The management board says it studied the proposals in depth over recent months before presenting them to fishermen.
Instead of landing 20 million lobsters in the first week of the fishery, with these proposals the industry would only bring in around nine million, it was suggested by Robert Harris, a member of the LFA 34 Management’s Board’s pricing committee.
Nickerson told fishermen he thought they would still land the same amount of lobsters over the six-month season, saying the landings would have been more spread out over the season.
But many fishermen were skeptical of that claim.
Nickerson also told the fishermen that by slowing down the gut at the start of the season fishermen could better assure that the lobsters they’re catching are not heading straight to the processors at processing prices.
Many fishermen agreed.
But could the management board guarantee that, questioned others. There were fishermen who saw reducing their trap limit as a big risk that didn’t come with guarantees of whether it would pay off for them or not.
One fisherman at the meeting, Vince Goreham of Woods Harbour, was handing out forms calling for a non-confidence vote in the management board executive. He is seeking the resignation of the board saying over the years he has lost faith in the executive.

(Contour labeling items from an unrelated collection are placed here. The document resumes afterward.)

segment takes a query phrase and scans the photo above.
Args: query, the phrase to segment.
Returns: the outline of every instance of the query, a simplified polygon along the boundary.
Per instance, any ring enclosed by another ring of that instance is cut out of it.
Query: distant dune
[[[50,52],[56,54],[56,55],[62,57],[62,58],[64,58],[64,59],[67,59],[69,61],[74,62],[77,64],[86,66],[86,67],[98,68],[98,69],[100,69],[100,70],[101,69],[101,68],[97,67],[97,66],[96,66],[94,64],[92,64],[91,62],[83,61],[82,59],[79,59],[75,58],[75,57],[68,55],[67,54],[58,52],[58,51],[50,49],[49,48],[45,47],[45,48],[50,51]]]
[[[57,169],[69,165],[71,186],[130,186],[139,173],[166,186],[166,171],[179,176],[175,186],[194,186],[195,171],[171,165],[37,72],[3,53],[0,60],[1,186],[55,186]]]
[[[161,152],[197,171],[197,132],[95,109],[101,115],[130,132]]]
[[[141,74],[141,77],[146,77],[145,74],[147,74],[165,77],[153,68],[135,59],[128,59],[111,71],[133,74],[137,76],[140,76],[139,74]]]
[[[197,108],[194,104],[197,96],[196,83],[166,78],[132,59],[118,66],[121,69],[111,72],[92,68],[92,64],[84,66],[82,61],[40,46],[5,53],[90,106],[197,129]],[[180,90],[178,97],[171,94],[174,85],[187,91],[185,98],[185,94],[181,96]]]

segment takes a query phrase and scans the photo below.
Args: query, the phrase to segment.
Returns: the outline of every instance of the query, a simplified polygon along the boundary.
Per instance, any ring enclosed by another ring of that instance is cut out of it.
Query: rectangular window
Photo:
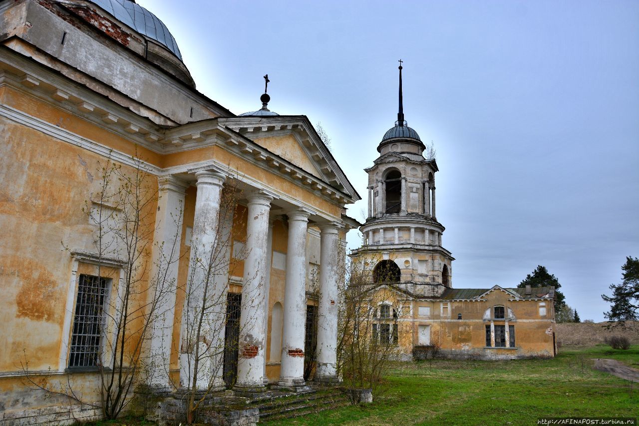
[[[390,324],[380,324],[380,342],[383,345],[387,345],[389,342],[390,342]]]
[[[506,347],[506,326],[495,326],[495,347]]]
[[[383,304],[380,307],[380,318],[390,318],[390,306]]]
[[[80,274],[69,351],[70,367],[95,367],[100,361],[108,281]]]

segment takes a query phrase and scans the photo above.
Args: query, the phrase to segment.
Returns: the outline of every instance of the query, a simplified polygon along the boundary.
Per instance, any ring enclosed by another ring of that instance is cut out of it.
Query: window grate
[[[495,347],[506,347],[506,327],[505,326],[495,326]]]
[[[70,367],[98,365],[105,326],[104,304],[107,288],[106,278],[80,275],[71,336]]]

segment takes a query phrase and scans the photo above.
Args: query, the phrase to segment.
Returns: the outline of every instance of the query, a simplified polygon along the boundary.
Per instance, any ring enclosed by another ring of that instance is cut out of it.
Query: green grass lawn
[[[565,348],[553,359],[397,363],[373,404],[259,424],[519,425],[540,416],[639,417],[639,384],[592,370],[596,358],[637,367],[639,345]]]

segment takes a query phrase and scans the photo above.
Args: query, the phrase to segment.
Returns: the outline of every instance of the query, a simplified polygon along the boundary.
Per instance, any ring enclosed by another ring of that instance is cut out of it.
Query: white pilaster
[[[268,220],[268,237],[266,241],[266,271],[264,278],[266,285],[264,303],[264,336],[268,335],[268,307],[270,305],[268,297],[271,291],[271,264],[273,262],[273,226],[275,225],[275,219]],[[265,351],[266,351],[265,343]],[[264,385],[268,384],[268,377],[266,376],[266,357],[264,357]]]
[[[373,216],[373,205],[374,202],[374,194],[373,193],[374,188],[373,186],[368,187],[368,217],[372,217]]]
[[[279,384],[304,384],[304,332],[306,326],[306,233],[308,212],[288,214],[284,331]]]
[[[504,326],[506,336],[506,347],[511,347],[511,331],[509,329],[508,327],[508,320],[504,322],[505,326]]]
[[[435,213],[435,187],[433,186],[433,187],[431,188],[431,192],[432,193],[432,195],[431,195],[432,201],[431,202],[432,202],[432,205],[433,205],[433,212],[432,212],[431,214],[433,215],[433,219],[436,219],[437,218],[437,214]]]
[[[226,177],[217,171],[196,173],[197,193],[191,251],[189,280],[184,300],[180,333],[180,383],[181,387],[222,389],[226,315],[226,292],[216,288],[216,256],[222,185]],[[201,322],[199,336],[197,325]],[[196,365],[197,364],[197,371]]]
[[[247,197],[246,228],[248,254],[244,260],[238,375],[234,388],[242,391],[261,391],[266,349],[265,310],[268,264],[268,214],[273,197],[258,191]]]
[[[406,215],[407,214],[406,210],[406,198],[408,194],[406,192],[406,177],[402,177],[401,178],[401,210],[399,212],[400,214]]]
[[[431,217],[431,187],[428,182],[424,182],[424,214]]]
[[[184,212],[185,191],[189,185],[173,176],[158,178],[158,209],[153,235],[153,265],[155,270],[148,303],[155,308],[149,319],[151,342],[148,384],[172,390],[169,379],[169,361],[175,315],[178,264]]]
[[[316,381],[338,381],[337,349],[337,262],[339,230],[337,224],[320,226],[320,306],[318,317],[317,370]]]

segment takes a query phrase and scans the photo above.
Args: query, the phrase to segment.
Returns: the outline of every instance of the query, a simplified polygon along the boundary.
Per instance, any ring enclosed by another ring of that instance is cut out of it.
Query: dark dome
[[[162,45],[182,60],[178,43],[164,24],[148,10],[130,0],[90,0],[123,24]]]
[[[412,138],[420,142],[422,141],[422,139],[419,139],[419,135],[417,134],[417,132],[408,126],[405,125],[400,126],[396,125],[394,127],[389,129],[389,131],[384,134],[381,141],[383,142],[387,139],[392,139],[393,138]]]

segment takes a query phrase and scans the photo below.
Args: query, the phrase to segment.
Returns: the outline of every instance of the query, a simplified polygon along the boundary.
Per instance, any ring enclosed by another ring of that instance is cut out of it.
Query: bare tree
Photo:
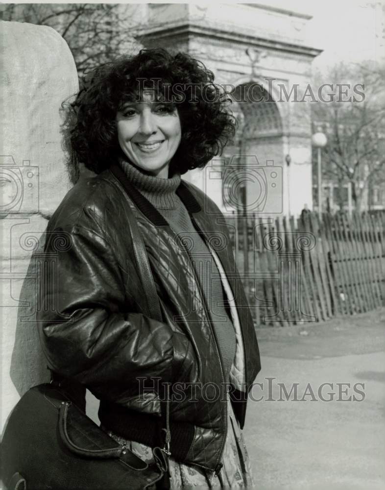
[[[138,5],[119,3],[3,4],[1,19],[49,25],[66,40],[80,74],[111,57],[137,50]]]
[[[313,130],[320,126],[328,138],[323,178],[338,185],[340,207],[344,184],[351,185],[360,210],[365,190],[385,181],[385,72],[369,63],[340,64],[314,77],[313,91],[330,84],[322,90],[322,98],[328,101],[318,97],[313,106],[312,121]]]

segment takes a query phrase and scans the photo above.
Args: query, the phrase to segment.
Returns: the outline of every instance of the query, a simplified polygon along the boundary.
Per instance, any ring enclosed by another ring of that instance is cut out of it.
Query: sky
[[[53,3],[46,0],[44,3]],[[99,0],[100,1],[100,0]],[[108,1],[106,3],[146,3],[134,1]],[[340,60],[346,62],[365,59],[385,62],[384,25],[385,7],[379,0],[257,0],[254,3],[278,7],[286,10],[309,14],[313,16],[307,25],[309,43],[324,49],[314,60],[313,65],[321,69]],[[29,3],[28,0],[15,3]],[[99,2],[96,0],[96,2]],[[213,3],[213,0],[207,2]],[[215,3],[235,3],[237,1],[215,1]],[[9,3],[6,2],[6,3]],[[60,1],[58,3],[68,3]],[[79,2],[81,3],[81,2]],[[89,2],[85,2],[89,3]],[[165,0],[152,3],[168,2]],[[205,1],[192,3],[204,4]],[[244,2],[243,3],[247,3]],[[248,3],[253,3],[249,2]]]
[[[364,0],[260,0],[259,3],[309,14],[308,37],[324,49],[313,66],[384,59],[384,10],[381,1]],[[381,46],[382,45],[382,46]]]

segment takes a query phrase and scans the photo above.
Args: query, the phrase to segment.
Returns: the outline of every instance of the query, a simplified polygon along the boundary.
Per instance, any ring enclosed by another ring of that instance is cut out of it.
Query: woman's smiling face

He said over the years things that are discussed at the table by port reps have been changed by the executive. He said it has frustrated port reps over the years, and some have left the board because of it.
In August, a new executive for the LFA 34 Management Board was announced.
Meanwhile, during the meeting the management board was asking licence holders not to think about themselves individually, but to think of the industry as a whole, and what is best for its future. Is it to keep doing what is being done year after year? Because that doesn’t seem to be working.
“It seems like we’re at a point where we going to keep doing the same thing over and over,” said one fisherman.
But other fishermen noted that licence holders have built a business plan for the upcoming season around the status quo when it comes to traps.
What about the first week in January, said Digby fisherman Brock Longmire, when that difference of 75 lobster traps might be make or break for a fisherman? And why, he questioned, were licence holders voting on proposals without first knowing from buyers whether the measures would make any difference? And he was concerned that the trap reduction would displace crew members.
Fishermen were told during the meeting that there are three things that affect the price they are paid for their lobsters: the US disposable income, the exchange rate and the tonnage landed. Well, said one fisherman who spoke at the microphone, fishermen can’t change the US economy and they can’t change the dollar.
Hardly any of those who spoke publicly during the meeting threw their outright support behind the proposals. It was mostly those against the proposals who spoke at the microphones. At times during the meeting things got testy.
Yet just as you could see there was no support by many for the proposals – and based on the sentiment in the room during the meeting the result of the votes didn’t come as a big surprise – you could also still see and hear support from many others seated in the room as they challenged those who suggested these proposals weren’t worth pursuing.
“What are we going to do instead?” shouted one fisherman.
And that seemed to sum up the feeling after the vote was counted.